Eine Stahltreppe führt hinauf in den oberen Ausstellungsbereich. Von dem Spektakel, das sich dem Betrachter hier oben bietet, werden nicht nur Antikenliebhaber begeistert sein. Vor allem Technikbegeisterte kommen beim Anblick der teilweise über zehn Meter hohen Stromaggregate und monumentalen Stahl- und Eisenkonstrukte auf ihre Kosten. An der Stirnseite der riesigen Halle haben die fragmentarischen Fundstücke des Timpanos des Apollo Sosianus-Tempels, von dem noch drei Säulen an seinem ursprünglichen Aufstellungsort vor dem Marcellus-Theaters in Rom zu sehen sind, einen würdigen Rahmen erhalten. Etwas erhöht muss man einige Stufen erklimmen, um so auf Augenhöhe vor den Skulpturen zu stehen, die ursprünglich einmal die Dekoration des Dreieckgiebels gebildet hatten und kämpferische Amazonen darstellen. Hinter der Tempelfront mit Amazonenschlacht, die Stufen wieder hinabsteigend, kann man die erhaltenen Reste des Tempelinneren erforschen. Allen voran befindet sich in diesem Bereich die dem Tempel seinen Namen gebende Skulptur des Apoll sowie verschiedene architektonische Versatzstücke des Eingangsportals.
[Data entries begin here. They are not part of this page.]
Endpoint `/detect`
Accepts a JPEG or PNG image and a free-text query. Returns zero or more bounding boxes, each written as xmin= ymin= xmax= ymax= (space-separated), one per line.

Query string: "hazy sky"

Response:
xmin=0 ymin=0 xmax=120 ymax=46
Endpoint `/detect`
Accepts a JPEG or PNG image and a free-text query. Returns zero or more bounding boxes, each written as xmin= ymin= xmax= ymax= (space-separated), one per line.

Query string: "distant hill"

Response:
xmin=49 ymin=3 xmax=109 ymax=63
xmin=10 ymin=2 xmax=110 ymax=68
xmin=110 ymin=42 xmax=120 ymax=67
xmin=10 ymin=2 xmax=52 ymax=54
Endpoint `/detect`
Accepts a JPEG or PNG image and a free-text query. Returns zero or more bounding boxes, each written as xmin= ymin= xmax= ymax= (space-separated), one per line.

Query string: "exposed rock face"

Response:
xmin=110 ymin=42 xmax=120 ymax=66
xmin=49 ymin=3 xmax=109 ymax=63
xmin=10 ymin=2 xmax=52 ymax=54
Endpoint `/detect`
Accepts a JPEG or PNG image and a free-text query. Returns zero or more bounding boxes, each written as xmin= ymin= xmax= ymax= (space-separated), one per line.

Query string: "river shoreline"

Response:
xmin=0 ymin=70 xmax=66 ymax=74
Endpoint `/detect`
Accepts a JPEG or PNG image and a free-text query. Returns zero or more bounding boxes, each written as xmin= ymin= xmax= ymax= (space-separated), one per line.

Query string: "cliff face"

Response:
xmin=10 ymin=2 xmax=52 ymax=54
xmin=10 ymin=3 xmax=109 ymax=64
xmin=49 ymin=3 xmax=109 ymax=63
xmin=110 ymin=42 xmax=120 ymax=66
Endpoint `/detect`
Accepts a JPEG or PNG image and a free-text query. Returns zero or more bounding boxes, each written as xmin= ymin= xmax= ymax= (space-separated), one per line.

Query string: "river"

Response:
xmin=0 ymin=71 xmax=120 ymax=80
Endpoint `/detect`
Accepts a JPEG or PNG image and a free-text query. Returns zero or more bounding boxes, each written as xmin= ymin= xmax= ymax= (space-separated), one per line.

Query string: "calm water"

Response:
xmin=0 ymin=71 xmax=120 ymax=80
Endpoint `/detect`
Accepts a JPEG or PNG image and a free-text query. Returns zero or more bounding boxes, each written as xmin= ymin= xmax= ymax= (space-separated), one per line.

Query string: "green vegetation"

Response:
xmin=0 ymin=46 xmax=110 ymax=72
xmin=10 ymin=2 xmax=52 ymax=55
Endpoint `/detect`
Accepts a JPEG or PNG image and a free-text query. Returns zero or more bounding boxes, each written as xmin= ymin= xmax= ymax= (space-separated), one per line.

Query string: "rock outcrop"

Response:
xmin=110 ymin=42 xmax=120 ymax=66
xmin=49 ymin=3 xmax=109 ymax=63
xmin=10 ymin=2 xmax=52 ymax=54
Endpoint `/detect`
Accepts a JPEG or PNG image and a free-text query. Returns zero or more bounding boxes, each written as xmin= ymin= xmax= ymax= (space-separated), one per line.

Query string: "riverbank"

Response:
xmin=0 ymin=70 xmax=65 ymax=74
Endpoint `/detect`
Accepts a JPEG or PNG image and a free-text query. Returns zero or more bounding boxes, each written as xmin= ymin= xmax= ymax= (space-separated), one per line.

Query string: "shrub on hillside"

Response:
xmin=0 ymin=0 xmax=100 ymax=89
Der letzte Teilbereich steht ganz im Zeichen der sogenannten Horti, der antiken Gartenanlagen, die sich vornehmlich rings um den Esquilinhügel befanden. Da zu solchen Gartenanlagen neben einem Skulpturenpark meist auch ein Palais oder eine Villa gehörte, vermitteln diese Räume vor allem einen Eindruck der antiken Wohnhausdekorationen in Form von Bodenmosaiken und Wandfresken.
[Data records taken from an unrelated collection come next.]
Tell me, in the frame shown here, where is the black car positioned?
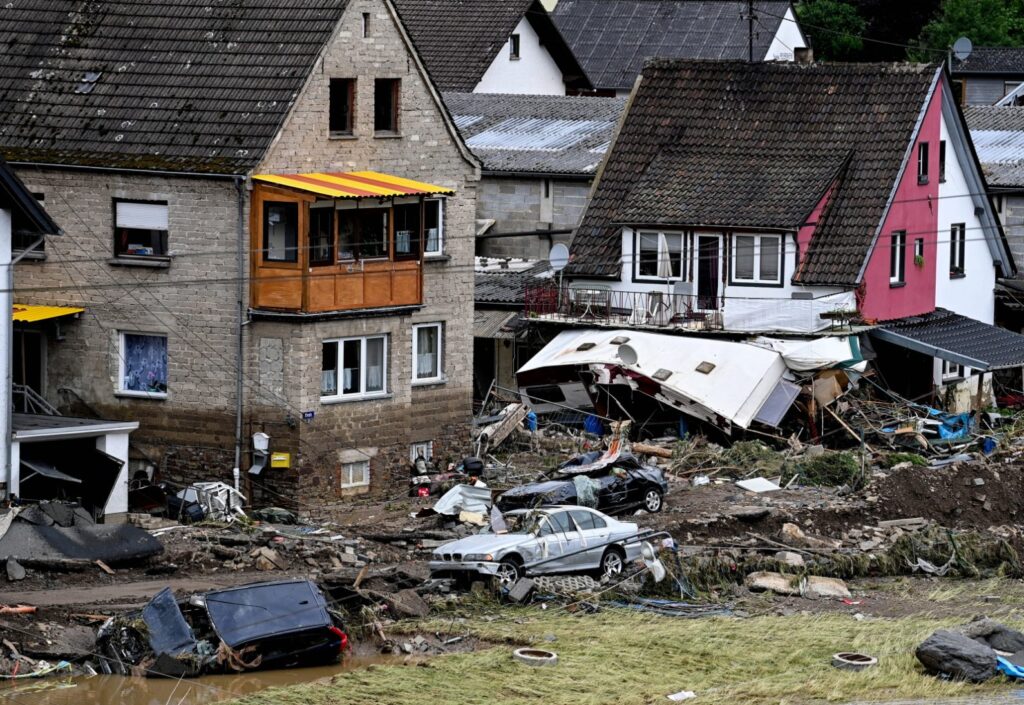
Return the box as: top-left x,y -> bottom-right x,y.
497,451 -> 669,515
96,580 -> 348,677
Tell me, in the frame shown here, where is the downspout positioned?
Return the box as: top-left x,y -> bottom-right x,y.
231,176 -> 246,492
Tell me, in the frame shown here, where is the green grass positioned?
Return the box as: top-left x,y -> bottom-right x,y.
228,608 -> 1020,705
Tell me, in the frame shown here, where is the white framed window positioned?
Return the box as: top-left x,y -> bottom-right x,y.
731,235 -> 783,285
949,222 -> 967,277
321,335 -> 387,402
942,360 -> 964,382
633,231 -> 693,282
409,441 -> 434,462
114,199 -> 169,257
423,199 -> 444,257
118,331 -> 167,399
413,323 -> 444,384
341,460 -> 370,490
889,231 -> 906,285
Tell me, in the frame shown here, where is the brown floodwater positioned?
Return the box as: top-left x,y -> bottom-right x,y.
0,655 -> 403,705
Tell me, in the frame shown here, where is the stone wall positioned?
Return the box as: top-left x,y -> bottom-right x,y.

Im Augenblick ist die Centrale Montemartini noch ein Geheimtipp und bietet nicht nur ausgesprochenen Antikenfans viel Sehenswertes. Vor allem vormittags hat man die Skulpturen fast für sich alleine und kann vollkommen ungestört diese ganz eigene Welt für sich entdecken. Nur eine Metrostation vor dem Touristenmagneten San Paolo fuori le Mura gelegen, bietet es sich wirklich an, die Centrale Montemartini bei der nächsten Romreise mit auf den Merkzettel zu setzen und ein bis zwei Stunden Zeit mitzubringen.